As the clean up continues, the piles of dead tree limbs are becoming lively topic in the race for mayor.
"We are past, 20 days past that storm and we're still seeing debris piles all over the city," said mayoral candidate Kathy Taylor, slamming Mayor Bartlett on the plan for pick up.
"I don't see the mayor's voice in this, I don't see him saying, 'Stop, let's figure this out, let's figure out how to do this right,'" she said.
"We're having a good success," said Mayor Bartlett, slamming his opponent right back.
"Kathy quit, and now she wants the job back again, and she's using these very negative, divisive tactics that are really unnecessary," he said.
On Taylor's Facebook campaign page, a graphic compares the cleanup rate of the ice storm under her administration to the current storm cleanup rate.
"On a per day basis we were able to pick up much more debris than is being picked up now," she said.
"It's a whole different deal, it's an apples to oranges comparison," said Bartlett.
"What we're trying to do is live within our budget, within our means, not expend our overtime only two months into our fiscal year," he said.

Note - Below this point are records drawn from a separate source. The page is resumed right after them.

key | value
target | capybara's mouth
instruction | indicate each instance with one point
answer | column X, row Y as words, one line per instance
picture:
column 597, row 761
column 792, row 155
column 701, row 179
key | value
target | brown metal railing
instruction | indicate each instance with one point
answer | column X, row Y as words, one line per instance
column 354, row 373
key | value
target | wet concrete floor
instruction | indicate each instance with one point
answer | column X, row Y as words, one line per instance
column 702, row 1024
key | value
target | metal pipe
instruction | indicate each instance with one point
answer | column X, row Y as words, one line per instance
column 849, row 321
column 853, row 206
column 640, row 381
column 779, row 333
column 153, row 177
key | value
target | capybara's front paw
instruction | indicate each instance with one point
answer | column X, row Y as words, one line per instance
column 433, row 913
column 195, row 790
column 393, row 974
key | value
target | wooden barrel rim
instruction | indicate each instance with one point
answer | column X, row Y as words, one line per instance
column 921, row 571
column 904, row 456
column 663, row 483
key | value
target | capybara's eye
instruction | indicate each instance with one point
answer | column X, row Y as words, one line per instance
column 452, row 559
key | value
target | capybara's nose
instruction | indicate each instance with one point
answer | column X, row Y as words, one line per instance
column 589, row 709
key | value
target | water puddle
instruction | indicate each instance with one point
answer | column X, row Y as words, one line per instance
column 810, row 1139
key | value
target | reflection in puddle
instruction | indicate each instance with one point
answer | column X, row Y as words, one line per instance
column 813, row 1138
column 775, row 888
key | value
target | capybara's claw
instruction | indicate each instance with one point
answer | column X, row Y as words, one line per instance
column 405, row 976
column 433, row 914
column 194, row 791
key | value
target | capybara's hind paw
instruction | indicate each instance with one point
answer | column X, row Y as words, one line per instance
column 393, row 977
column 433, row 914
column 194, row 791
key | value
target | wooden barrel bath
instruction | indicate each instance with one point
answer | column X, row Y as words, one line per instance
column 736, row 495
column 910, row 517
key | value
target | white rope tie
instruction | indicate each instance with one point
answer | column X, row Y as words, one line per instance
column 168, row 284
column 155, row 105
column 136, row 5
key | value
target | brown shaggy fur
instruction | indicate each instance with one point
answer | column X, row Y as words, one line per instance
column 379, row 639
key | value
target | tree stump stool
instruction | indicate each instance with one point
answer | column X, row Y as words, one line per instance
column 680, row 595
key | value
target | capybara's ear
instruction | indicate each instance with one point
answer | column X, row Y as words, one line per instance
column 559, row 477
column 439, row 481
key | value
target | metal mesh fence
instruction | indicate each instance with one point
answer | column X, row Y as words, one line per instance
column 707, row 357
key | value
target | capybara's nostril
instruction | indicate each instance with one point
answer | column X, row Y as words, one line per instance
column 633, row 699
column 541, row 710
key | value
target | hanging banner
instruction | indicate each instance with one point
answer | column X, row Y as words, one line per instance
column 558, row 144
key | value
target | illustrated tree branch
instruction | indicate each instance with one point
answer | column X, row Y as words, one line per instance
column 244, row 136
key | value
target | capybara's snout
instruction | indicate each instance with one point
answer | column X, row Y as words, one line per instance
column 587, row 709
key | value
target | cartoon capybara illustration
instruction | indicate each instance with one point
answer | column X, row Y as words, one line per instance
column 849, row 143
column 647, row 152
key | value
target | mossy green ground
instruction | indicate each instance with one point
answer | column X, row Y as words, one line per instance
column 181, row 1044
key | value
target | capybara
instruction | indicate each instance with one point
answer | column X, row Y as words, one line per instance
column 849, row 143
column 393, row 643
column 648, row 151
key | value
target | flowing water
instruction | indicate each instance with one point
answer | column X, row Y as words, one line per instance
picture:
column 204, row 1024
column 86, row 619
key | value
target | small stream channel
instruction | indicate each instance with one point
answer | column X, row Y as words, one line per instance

"We've heard there's gonna be no overtime, we've heard there is a 6 day week, 10 hours a day overtime, we've heard 10 people, 20 people, 120 people," she said.
"We've expended about $50,000 of overtime, we anticipate about $100, $150,000 total expenditure. I mean this is compared to $26 million that Kathy spent picking up debris because of the ice storm," he said.
A stormy battle over storm debris, with no doubt, more political battles in the forecast.
"Tulsans are angry," said Taylor.
"The public has shown as they always do, lots of patience," said Bartlett.